What does the west do? The International Monetary Fund and the World Bank lay down how poor countries must reschedule their debt repayments and accept conditions because the institutions regard the debts, loans and borrowings of the dictators who robbed their own people as debts that must be serviced by those who came after them. This is immoral but a topic on which people stay extraordinarily quiet. In this regard it speaks for itself given the different developing countries that were allegedly modelled on western development. I have said enough about Nigeria, but Indonesia would be similar, where the Suharto family ended up in 1992 with 16.6% of the entire market economy. There is a question political personages here, throughout the European Union and internationally must ask themselves, namely, are we helpless in the face of all of this and are our actions in any way adequate? Do we really want to change all of this? One should start with what we could examine, namely, the contaminated debt or the debt that should never be paid by citizens, who will be paying it at the cost of investment in health, education, clean water and so on, as is happening in many African countries.

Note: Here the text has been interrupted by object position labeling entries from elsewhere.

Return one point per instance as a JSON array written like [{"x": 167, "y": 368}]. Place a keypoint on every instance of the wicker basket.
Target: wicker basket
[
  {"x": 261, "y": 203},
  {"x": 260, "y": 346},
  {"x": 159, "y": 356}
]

They are being required to continue to pay the debts ratcheted up by these people I have mentioned.

It is calculated that in Russia, in 1988-89, the cost of what was looted out of the country was around €20 billion, and that it settled at about €20 billion a year for the following five years. In defining the consequences and the participants in such exploits, we need to realise that anyone who touches this money, whether to facilitate banking institutions or as regards borrowings and investment - the people who provide the professional shelters for its recycling - has to be hit.

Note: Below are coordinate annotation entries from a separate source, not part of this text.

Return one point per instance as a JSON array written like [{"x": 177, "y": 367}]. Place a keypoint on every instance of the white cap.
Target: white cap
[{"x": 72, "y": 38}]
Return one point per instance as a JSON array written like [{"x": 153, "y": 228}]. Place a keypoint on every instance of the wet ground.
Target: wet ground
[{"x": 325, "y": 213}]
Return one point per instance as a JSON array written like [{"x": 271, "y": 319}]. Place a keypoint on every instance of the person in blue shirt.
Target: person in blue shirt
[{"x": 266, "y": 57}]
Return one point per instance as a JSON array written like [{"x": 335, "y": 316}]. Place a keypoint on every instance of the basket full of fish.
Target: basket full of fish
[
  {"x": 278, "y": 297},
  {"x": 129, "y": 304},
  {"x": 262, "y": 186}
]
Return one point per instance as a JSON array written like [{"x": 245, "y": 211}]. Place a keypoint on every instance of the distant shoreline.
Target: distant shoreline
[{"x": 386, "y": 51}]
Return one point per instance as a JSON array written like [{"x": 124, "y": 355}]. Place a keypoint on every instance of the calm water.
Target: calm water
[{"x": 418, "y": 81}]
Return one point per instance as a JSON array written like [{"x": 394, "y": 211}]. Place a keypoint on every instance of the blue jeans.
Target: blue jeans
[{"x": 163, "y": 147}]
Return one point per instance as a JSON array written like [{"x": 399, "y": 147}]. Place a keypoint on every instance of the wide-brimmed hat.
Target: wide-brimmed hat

I want to be very positive about this legislation. It could be a small step towards reputational recovery. This is what we should do now. We should just move on and try to establish a reputation for Ireland as being strongly in favour of an accountable system. People should not just rely on my description of all of this. I have not said anything that Joseph Stiglitz has not said about the country I described, in relation to Nigeria. I am trying to be very fair.

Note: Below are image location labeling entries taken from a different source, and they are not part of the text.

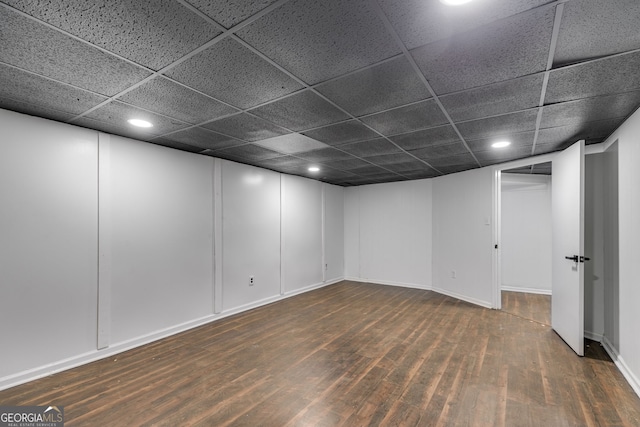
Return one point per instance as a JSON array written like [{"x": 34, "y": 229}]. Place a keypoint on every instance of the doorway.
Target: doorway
[{"x": 525, "y": 267}]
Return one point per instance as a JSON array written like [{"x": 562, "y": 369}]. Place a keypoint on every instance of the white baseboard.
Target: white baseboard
[
  {"x": 526, "y": 290},
  {"x": 622, "y": 366},
  {"x": 384, "y": 282},
  {"x": 92, "y": 356},
  {"x": 475, "y": 301},
  {"x": 593, "y": 336}
]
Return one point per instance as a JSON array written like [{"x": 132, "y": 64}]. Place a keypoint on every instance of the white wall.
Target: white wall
[
  {"x": 462, "y": 235},
  {"x": 389, "y": 233},
  {"x": 333, "y": 232},
  {"x": 628, "y": 348},
  {"x": 526, "y": 233},
  {"x": 108, "y": 243},
  {"x": 157, "y": 222},
  {"x": 250, "y": 234},
  {"x": 302, "y": 212},
  {"x": 48, "y": 243}
]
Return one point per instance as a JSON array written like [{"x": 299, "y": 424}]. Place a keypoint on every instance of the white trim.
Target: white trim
[
  {"x": 526, "y": 290},
  {"x": 387, "y": 283},
  {"x": 622, "y": 366},
  {"x": 92, "y": 356},
  {"x": 485, "y": 304},
  {"x": 593, "y": 336}
]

Switzerland is very slow to open up its system to any type of scrutiny. It should be put under relentless pressure, particularly by the European Union. As a person who often criticises some aspects of the foreign policy of the United States, I believe there have been prosecutions there. There is the 1970 Racketeer Influenced and Corrupt Organisations Act and the Treasury Department amended legislation under the Money Laundering Control Act 1986. There is the Money Laundering Prosecutions Improvements Act 1988 and then there is the deep form financial task force set up in 1989.

It would be a better world, in terms of the 8% of GDP that has been lost by the continent of Africa and the real investment needed to create jobs and employment on the planet generally, if there was an international effort aimed at identifying hot money and dirty money and their consequences, through, for example, the Tobin tax, as suggested such a long time ago. It is also very urgent that we examine what is genuine debt and what is contaminated debt as regards the national financial institutions.

I pay tribute to the Minister for introducing this legislation, but I strongly urge him to drive the thinking that must be at its core onto the Department of Finance. That Department, in turn, should present that thinking to the board of the IMF and to the World Bank, which are disgracefully silent on this issue.